The Simplicity—and Power—of Stop, Start, Continue

Guest post from Rodger Dean Duncan:
Whether you’re a leader, follower, partner, or service provider, clarity is always important.
Let’s say you’ve delegated a task to someone else. If a deadline will be missed or a key deliverable won’t be ready as expected, you want an honest and timely report. Honest in that it contains all the pertinent information, and timely in that it provides opportunity to shift gears if necessary.
If you’re a follower, you need the same kind of clarity. Even if the “how” of the assignment is left to your discretion, you need a specific and mutual understanding of the “what.”
In a partnership (and that includes a marriage), it’s always imperative that mutual expectations are honored.
And if you’re a service provider—let’s face it, you provide service if you’re a leader, follower, or partner—you’re headed for trouble if you fail to meet agreed-upon expectations.
Call it transparency, exactitude, explicitness or any other fancy name you wish. But by whatever label you choose, clarity in expectations will serve you well in any relationship.
The key is to communicate early and often.
I’ve found that a simple formula can help keep dialogue on a productive path. It’s called “Stop, Start, Continue.”
If you report to someone else, don’t wait for your periodic performance review. Initiate a conversation with your leader by briefly confirming that you value feedback and you want to ensure that you’re meeting (and even exceeding) expectations. Explain that you’d like to use the “Stop, Start, Continue” framework to ensure that the conversation is helpful to both of you.
Ask your leader if there’s anything you should Stop doing. Make it clear that you’re sincerely open to feedback and you want to catch any missteps early. Listen carefully. Resist the temptation to argue against or rebut any feedback you receive. Demonstrate by your demeanor that you really want to understand and make any necessary course corrections.
Next, ask your leader if there’s anything you’re not currently doing that would be helpful to the project or cause you’re serving. Again, listen carefully. Ask follow-up questions if necessary. Focus on understanding, not any kind of rebuttal.
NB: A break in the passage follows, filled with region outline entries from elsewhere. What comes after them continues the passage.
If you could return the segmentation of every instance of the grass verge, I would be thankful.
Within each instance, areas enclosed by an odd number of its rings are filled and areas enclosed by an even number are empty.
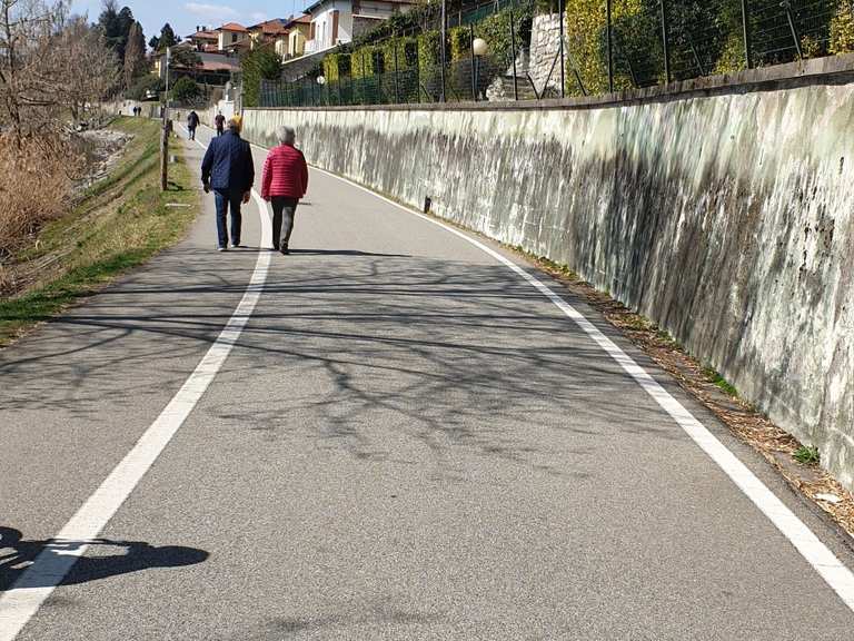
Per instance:
[[[119,118],[111,127],[133,135],[122,160],[16,257],[43,268],[24,292],[0,300],[0,346],[173,245],[196,218],[200,200],[178,145],[169,189],[160,191],[159,122]]]

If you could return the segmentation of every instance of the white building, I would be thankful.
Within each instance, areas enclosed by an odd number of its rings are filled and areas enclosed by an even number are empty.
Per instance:
[[[407,11],[417,0],[318,0],[306,9],[311,16],[306,53],[351,42],[378,22]]]
[[[249,31],[242,24],[229,22],[216,30],[218,36],[217,48],[220,51],[234,49],[237,45],[249,38]]]

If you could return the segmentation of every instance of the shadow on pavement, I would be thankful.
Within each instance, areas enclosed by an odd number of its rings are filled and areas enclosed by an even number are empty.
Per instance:
[[[75,553],[81,545],[89,545],[87,555],[81,556],[66,574],[59,585],[87,583],[119,574],[150,570],[152,568],[180,568],[195,565],[208,558],[205,550],[181,545],[156,546],[142,541],[27,541],[13,527],[0,526],[0,592],[9,590],[43,551],[61,556]],[[117,549],[109,553],[109,549]],[[28,582],[28,588],[43,588],[57,584],[46,576],[43,582]]]

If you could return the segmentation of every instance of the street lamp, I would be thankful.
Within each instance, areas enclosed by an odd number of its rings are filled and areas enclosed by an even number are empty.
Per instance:
[[[489,46],[486,43],[486,40],[483,38],[475,38],[471,40],[471,55],[474,57],[475,62],[475,69],[474,69],[474,91],[475,91],[475,101],[477,101],[477,96],[480,93],[480,58],[486,56],[489,52]]]

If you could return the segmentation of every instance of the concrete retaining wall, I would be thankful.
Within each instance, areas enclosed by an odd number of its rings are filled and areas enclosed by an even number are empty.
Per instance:
[[[295,126],[311,162],[569,265],[854,489],[851,69],[533,108],[250,110],[245,134]]]

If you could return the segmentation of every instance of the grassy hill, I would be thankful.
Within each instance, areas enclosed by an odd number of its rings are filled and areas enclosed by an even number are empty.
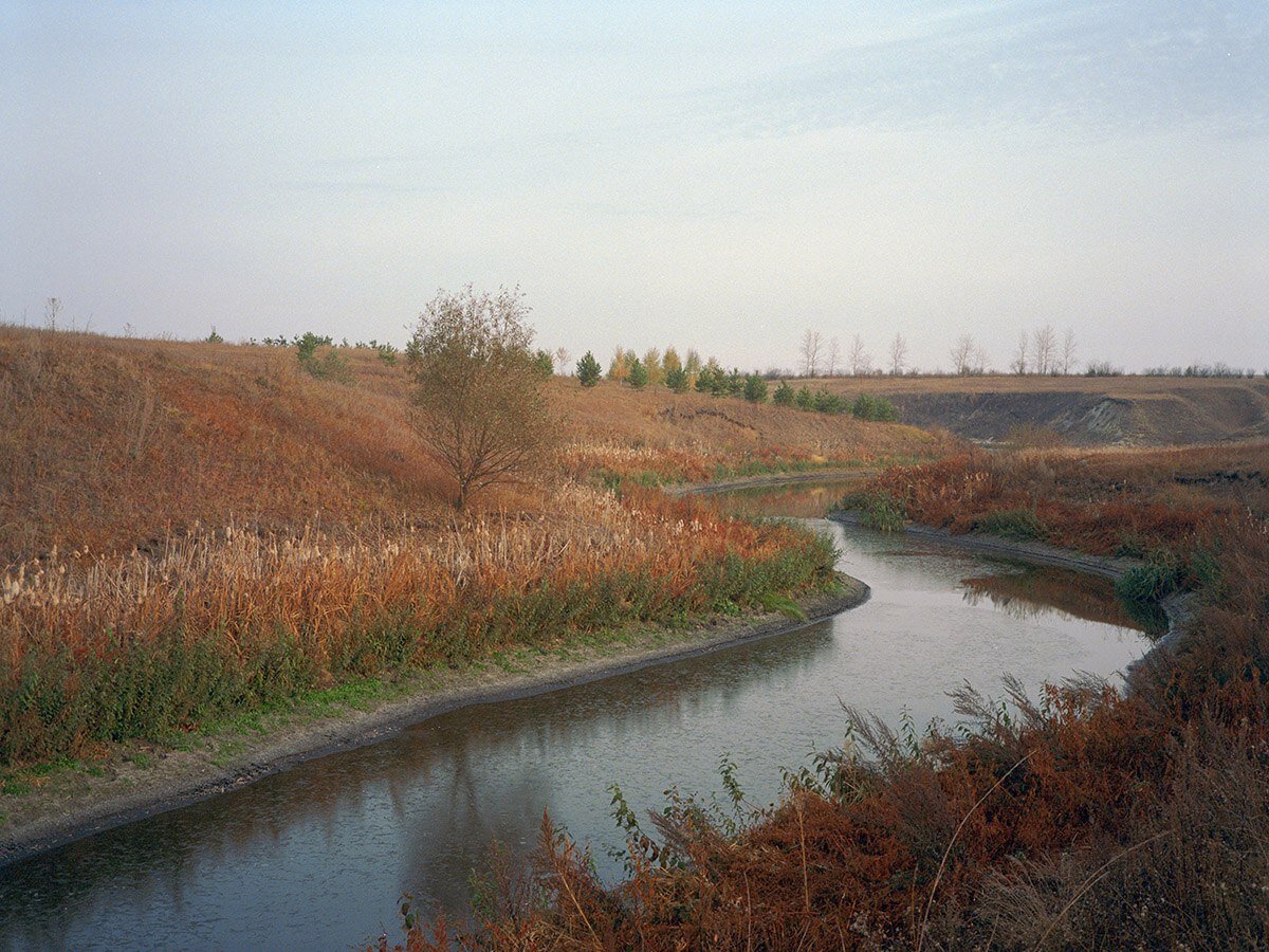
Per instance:
[[[452,491],[410,425],[404,360],[340,349],[349,382],[294,348],[0,327],[0,564],[157,545],[194,524],[448,518]],[[645,481],[911,458],[944,440],[664,388],[552,382],[560,472]],[[489,506],[541,509],[538,490]]]
[[[1269,380],[1199,377],[836,377],[799,381],[890,399],[900,419],[976,440],[1047,430],[1075,446],[1167,446],[1269,435]]]

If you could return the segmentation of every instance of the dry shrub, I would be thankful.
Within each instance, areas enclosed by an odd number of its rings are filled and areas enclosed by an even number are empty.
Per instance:
[[[671,809],[603,889],[544,842],[541,901],[470,948],[1250,948],[1269,932],[1269,533],[1221,527],[1180,650],[1123,694],[957,696],[963,732],[849,713],[825,759],[730,833]],[[1211,542],[1211,541],[1209,541]],[[674,805],[671,803],[671,807]],[[428,944],[414,930],[409,943]]]

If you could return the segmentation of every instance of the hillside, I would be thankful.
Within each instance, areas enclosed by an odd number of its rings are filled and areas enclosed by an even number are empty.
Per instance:
[[[301,372],[294,348],[0,327],[0,564],[55,543],[157,546],[231,519],[448,519],[450,486],[410,425],[404,362],[339,353],[352,383]],[[571,475],[699,480],[942,446],[910,426],[665,390],[560,378],[552,395]],[[553,509],[514,487],[485,504]]]
[[[799,382],[801,383],[801,382]],[[1269,435],[1269,380],[1194,377],[838,377],[813,387],[886,396],[900,419],[975,440],[1014,426],[1075,446],[1166,446]]]

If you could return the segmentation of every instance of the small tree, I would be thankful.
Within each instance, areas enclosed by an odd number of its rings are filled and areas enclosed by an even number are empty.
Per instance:
[[[906,368],[907,339],[904,336],[902,331],[897,331],[895,334],[895,339],[890,341],[890,373],[892,377],[900,377]]]
[[[589,350],[581,355],[577,360],[577,380],[581,381],[581,386],[593,387],[599,383],[599,378],[603,376],[604,368],[599,366],[599,360]]]
[[[1009,362],[1009,369],[1022,376],[1027,373],[1027,354],[1030,348],[1030,336],[1027,331],[1018,335],[1018,347],[1014,348],[1014,359]]]
[[[555,358],[546,350],[538,350],[533,354],[533,369],[539,376],[549,380],[555,376]]]
[[[745,400],[751,404],[766,402],[766,381],[756,373],[750,373],[745,377]]]
[[[864,339],[859,334],[850,339],[850,353],[846,360],[850,363],[853,376],[865,377],[872,373],[872,357],[868,355],[868,348],[864,347]]]
[[[438,291],[407,349],[415,421],[458,484],[454,508],[534,468],[549,447],[546,381],[519,289]]]
[[[637,357],[629,362],[626,382],[631,385],[632,390],[643,390],[647,386],[647,367]]]
[[[665,386],[675,393],[681,393],[688,388],[688,372],[678,363],[665,368]]]

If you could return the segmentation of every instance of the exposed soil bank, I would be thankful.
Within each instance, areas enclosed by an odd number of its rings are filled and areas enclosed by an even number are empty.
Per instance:
[[[829,513],[827,518],[845,526],[863,526],[863,520],[859,518],[859,514],[854,512]],[[1058,548],[1057,546],[1049,546],[1043,542],[1010,539],[1000,536],[954,536],[947,529],[939,529],[931,526],[909,523],[904,531],[909,536],[934,539],[943,545],[956,546],[958,548],[964,548],[981,555],[1020,559],[1025,562],[1053,565],[1061,569],[1074,569],[1081,572],[1101,575],[1108,579],[1118,579],[1129,569],[1141,565],[1141,562],[1136,559],[1113,559],[1110,556],[1088,555],[1085,552],[1076,552],[1071,548]],[[1178,592],[1162,599],[1159,605],[1167,616],[1167,631],[1160,636],[1157,641],[1155,641],[1150,651],[1146,652],[1140,661],[1128,666],[1127,674],[1129,675],[1133,670],[1146,664],[1152,664],[1152,659],[1157,659],[1160,652],[1171,651],[1175,647],[1178,640],[1184,636],[1189,625],[1190,613],[1193,611],[1193,594],[1188,592]]]
[[[305,760],[388,737],[429,717],[472,704],[514,698],[612,678],[756,638],[783,635],[863,604],[868,585],[839,574],[840,593],[799,600],[805,619],[778,613],[716,618],[684,630],[645,628],[628,637],[594,638],[553,652],[524,651],[518,665],[481,665],[444,675],[367,710],[329,716],[303,712],[266,735],[211,737],[197,750],[161,750],[112,764],[110,776],[75,773],[24,796],[0,797],[8,815],[0,828],[0,867],[74,839],[223,793]],[[141,760],[138,764],[137,760]]]

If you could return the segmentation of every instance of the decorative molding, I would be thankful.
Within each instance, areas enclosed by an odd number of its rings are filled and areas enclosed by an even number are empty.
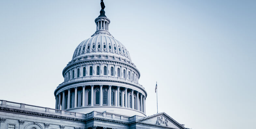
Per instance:
[[[0,123],[4,123],[6,120],[6,118],[0,117]]]
[[[23,125],[24,124],[24,122],[25,122],[25,121],[24,121],[22,120],[19,120],[19,123],[20,124],[20,125]]]
[[[65,125],[60,125],[60,129],[64,129],[65,128]]]
[[[92,129],[96,129],[97,126],[93,125],[91,127]]]
[[[44,126],[45,127],[45,128],[48,128],[49,127],[49,126],[50,126],[50,123],[44,123]]]

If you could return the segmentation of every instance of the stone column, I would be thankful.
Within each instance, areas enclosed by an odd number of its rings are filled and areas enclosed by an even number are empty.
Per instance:
[[[70,106],[70,89],[67,89],[67,109],[69,109]]]
[[[117,87],[117,106],[119,107],[120,106],[120,87]]]
[[[111,87],[112,86],[108,86],[108,106],[111,106]]]
[[[84,97],[85,97],[85,91],[84,91],[84,88],[85,88],[85,86],[83,86],[82,87],[83,88],[83,96],[82,96],[82,106],[83,107],[84,107]]]
[[[58,96],[56,95],[55,97],[55,109],[58,109]]]
[[[140,111],[143,111],[143,105],[142,105],[142,94],[140,94]]]
[[[62,103],[61,104],[61,110],[65,109],[65,91],[62,91]]]
[[[77,107],[77,87],[75,87],[75,100],[74,101],[74,108]]]
[[[145,104],[145,96],[143,96],[143,112],[144,112],[144,113],[145,113],[146,112],[146,109],[145,108],[145,106],[146,106],[146,105]]]
[[[61,109],[61,93],[59,93],[59,97],[58,97],[58,99],[59,99],[59,100],[58,101],[58,109],[59,110],[60,110]]]
[[[117,106],[117,88],[115,88],[115,106]]]
[[[137,96],[136,96],[136,99],[137,100],[136,100],[136,102],[137,102],[137,103],[136,103],[136,106],[137,106],[137,108],[136,108],[136,109],[138,110],[139,110],[139,92],[137,91]]]
[[[103,85],[100,85],[100,106],[102,106],[102,101],[103,101],[103,98],[102,97],[102,87]]]
[[[133,92],[134,90],[132,90],[132,108],[134,109],[134,96],[133,95]]]
[[[91,85],[91,106],[93,106],[93,86]]]
[[[127,98],[127,88],[125,88],[125,95],[124,97],[125,97],[125,101],[124,102],[124,106],[126,108],[127,107],[127,101],[128,99]]]

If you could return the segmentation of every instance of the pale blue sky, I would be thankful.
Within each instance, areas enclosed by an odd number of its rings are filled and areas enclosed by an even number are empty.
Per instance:
[[[0,99],[54,108],[77,45],[95,31],[100,0],[0,1]],[[253,128],[256,1],[104,1],[159,110],[193,129]]]

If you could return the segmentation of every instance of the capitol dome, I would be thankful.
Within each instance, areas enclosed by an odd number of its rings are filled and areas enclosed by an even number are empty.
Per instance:
[[[104,6],[105,8],[105,6]],[[54,91],[56,108],[87,113],[146,116],[145,88],[127,50],[108,31],[104,8],[96,31],[76,48],[63,69],[64,82]]]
Finally, ask your leader what you’re currently doing that you should definitely continue. Seek for specificity. For example, don’t be satisfied if your leader says something like “You’re doing a great job, just keep it up.” Express appreciation for the compliment, then ask for specifics. Is it the presentation you gave at last week’s all-hands meeting? What seemed to be most helpful? Is it the way you handled logistics on last month’s big project? What, specifically, should be repeated? Is it the way you’re collaborating with other departments? The work you’re doing to engage your team members? Get as many specifics as you can so you’ll know for sure exactly what your leader appreciates.
If people report to you, teach them to use the “Stop, Start, Continue” framework in their dialogue with you about their work. And remember that it’s a two-way street. If you care about how they view your leadership efforts—and you absolutely should—it’s helpful to have open and honest conversation about what you’re doing that helps or hampers. And remember that the spirit in which you accept feedback provides a model for how you expect others to accept feedback from you.
All kinds of relationships can benefit from the “Stop, Start, Continue” framework. In an organizational setting, peers can use the framework to learn how they can better serve each others’ needs. For example, department heads can use the framework in talking about how to avoid the common silo mentality that can be deadly to performance. You can even add one more element: Change. A process may be working to some extent but could benefit from minor changes. Open dialogue can help identify the needed tweaks.
When it’s done in the right spirit, “Stop, Start, Continue” underscores mutual respect and collaboration. My wife and I periodically use this conversational framework to discuss our marriage relationship. Does it work? I’m happy to report that I have more than 50 years of positive evidence to justify a resounding “yes.”